Just as we predicted (actually it didn’t take a rocket scientist to predict this), KBA (knowledge based authentication or secret questions based on life history to validate an identity) has been a flop on the Obamacare exchange websites, adding insult to injury. The topic even made it’s way to the human interest story on the front page of today’s Wall Street Journal, which documented how Americans needing health care insurance couldn’t satisfactorily answer the secret life history questions needed to pass the electronic application process. After all, who can remember the color of your first bicycle when you can’t even remember what you did two weeks ago, recounts an interviewee in the article.
KBA is on life support. It was already ineffective and now everyone knows its been compromised systematically by some of the most organized criminal gangs around. (See blogs.gartner.com and krebsonsecurity.com and krebsonsecurity.com )

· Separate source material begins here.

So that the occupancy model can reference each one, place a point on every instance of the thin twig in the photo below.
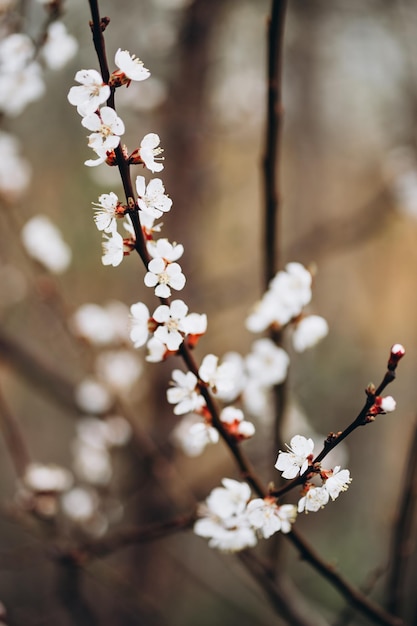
(13, 436)
(272, 192)
(403, 542)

Experian, LexusNexis, Kroll and Dunn and Bradstreet and other breached data brokers must be furiously trying to dig themselves out this hole. Frankly, I feel for them because securing the food chain of clients that have access to this sensitive data is a very tall task. And securing the systems against advanced threats is an equally tall task.
But at a minimum, they may want to stop selling identity theft protection services to consumers. It seems to be a conflict of interest, don’t you think?
As for the government and the healthcare exchanges, all they had to do was ask around and they could have easily avoided this latest disaster.